A measured, deliberate opening can yield to great passion and mystery but so can an apparently casual one. (“Well, we had all these children out planting trees, see, because we figured that . . . that was part of their education” . . . and “Never marry a Mexican, my ma said once and always.”) How does the transition to something far less offhand take place? In stories as mad as George Saunders’s “Sea Oak” or Robert Olen Butler’s “Jealous Husband Returns in Form of Parrot,” how does the author fracture the conventional surface? Is there a refrain that returns and returns? (Melanie Rae Thon’s “ I’m your worst fear” or Jamaica Kincaid’s “this is how . . . this is how . . . this is how . . .”)
The questions, the contrasts—the possibilities—are almost infinite, but to read as a writer is to investigate them with an urgency different from that of the reader who might (or might not) take notice of an effect and move on. These are functional methods, available for us to pick up, turn over in our hands, weigh, and use.

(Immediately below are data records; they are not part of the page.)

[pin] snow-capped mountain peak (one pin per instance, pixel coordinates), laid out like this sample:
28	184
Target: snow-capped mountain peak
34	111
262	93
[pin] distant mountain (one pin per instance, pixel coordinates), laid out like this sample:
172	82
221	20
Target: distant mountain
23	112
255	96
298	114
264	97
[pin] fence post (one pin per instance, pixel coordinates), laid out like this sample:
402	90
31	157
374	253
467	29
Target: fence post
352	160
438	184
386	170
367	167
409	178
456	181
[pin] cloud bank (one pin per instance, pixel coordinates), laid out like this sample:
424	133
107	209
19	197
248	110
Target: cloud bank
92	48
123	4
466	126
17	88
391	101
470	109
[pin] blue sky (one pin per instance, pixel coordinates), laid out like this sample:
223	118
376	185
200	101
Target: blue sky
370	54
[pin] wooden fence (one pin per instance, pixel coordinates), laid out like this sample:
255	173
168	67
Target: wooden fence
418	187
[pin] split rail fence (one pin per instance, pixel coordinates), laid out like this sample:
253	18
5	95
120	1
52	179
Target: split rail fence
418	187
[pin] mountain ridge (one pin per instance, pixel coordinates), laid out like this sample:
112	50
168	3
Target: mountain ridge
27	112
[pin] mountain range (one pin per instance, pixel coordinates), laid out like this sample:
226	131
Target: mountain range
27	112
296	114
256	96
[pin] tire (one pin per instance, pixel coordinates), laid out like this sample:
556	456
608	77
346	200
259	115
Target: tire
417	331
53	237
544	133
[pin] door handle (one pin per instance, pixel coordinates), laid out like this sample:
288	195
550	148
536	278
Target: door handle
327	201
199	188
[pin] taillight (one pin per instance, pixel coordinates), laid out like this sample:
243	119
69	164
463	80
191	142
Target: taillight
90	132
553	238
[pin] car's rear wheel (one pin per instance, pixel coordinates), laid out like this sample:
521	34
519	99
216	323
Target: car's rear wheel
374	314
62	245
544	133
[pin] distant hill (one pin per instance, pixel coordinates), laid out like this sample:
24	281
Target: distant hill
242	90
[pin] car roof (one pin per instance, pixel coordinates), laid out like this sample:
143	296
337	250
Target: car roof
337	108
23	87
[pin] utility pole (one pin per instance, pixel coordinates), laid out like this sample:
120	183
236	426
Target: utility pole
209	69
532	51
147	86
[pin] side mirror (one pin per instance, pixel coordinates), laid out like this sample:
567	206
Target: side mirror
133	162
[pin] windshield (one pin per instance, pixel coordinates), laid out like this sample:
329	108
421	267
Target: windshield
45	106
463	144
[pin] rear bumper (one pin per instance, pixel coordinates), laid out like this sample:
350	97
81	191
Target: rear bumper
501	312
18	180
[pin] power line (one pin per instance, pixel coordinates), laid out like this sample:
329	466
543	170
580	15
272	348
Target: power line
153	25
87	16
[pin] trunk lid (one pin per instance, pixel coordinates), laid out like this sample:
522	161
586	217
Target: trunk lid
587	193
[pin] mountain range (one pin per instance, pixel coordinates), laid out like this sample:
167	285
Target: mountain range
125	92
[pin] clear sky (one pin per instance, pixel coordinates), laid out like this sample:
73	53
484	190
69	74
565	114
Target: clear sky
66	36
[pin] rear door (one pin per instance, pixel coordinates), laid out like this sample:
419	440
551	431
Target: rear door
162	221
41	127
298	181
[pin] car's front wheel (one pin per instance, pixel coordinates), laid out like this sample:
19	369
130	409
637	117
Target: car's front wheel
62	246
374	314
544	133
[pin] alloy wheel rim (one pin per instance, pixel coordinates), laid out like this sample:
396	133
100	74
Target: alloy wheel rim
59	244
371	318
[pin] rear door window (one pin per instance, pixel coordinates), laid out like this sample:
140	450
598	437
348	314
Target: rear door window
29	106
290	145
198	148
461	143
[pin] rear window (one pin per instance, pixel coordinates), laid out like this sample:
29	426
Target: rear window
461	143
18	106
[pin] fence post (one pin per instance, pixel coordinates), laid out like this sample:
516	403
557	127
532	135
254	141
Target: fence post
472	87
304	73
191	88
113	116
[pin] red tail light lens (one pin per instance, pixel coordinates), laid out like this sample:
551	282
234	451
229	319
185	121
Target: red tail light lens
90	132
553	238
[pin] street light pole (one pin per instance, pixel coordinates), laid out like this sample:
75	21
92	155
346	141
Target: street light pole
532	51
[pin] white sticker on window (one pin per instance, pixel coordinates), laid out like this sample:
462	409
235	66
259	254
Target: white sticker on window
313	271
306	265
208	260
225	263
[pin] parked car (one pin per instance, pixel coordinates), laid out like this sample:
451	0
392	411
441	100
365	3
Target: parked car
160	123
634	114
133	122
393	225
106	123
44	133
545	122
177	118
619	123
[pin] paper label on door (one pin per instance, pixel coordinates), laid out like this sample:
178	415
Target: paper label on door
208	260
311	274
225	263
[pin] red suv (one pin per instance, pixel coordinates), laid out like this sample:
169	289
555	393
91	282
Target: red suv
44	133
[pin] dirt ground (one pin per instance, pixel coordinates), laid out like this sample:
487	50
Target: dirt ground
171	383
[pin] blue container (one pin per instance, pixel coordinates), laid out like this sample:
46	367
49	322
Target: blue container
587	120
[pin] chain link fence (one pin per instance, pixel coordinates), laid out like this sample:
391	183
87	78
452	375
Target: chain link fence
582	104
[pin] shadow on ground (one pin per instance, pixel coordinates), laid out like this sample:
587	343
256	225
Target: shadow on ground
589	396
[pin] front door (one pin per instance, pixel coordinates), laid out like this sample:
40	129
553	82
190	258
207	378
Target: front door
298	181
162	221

And, finally, the bigger question and the most difficult: What makes almost every story here unique? What has all this technical expertise to do with the unreplicable intensity of stories—experiences—that are one of a kind? They are, after all, not clocks or watches, not simply cunningly calibrated machines. The only way I know how to say it is that, whatever they have chosen to be, they are consummately that. They are extreme. They proceed with the conviction that their means and ends are inseparable, and they take chances; they exaggerate, they make vivid their choices; they dominate us. To quote from my introduction to the first edition (yes, you can steal from yourself; I recommend it): “Where is the force of personality in (your story)? Do you convince us that this is the way it must be? You are an actor now: Inhabit your role. Fiction is not for the faint of heart.”
—ROSELLEN BROWN
ROSELLEN BROWN, novelist, short story writer, and poet, teaches at the School of the Art Institute of Chicago.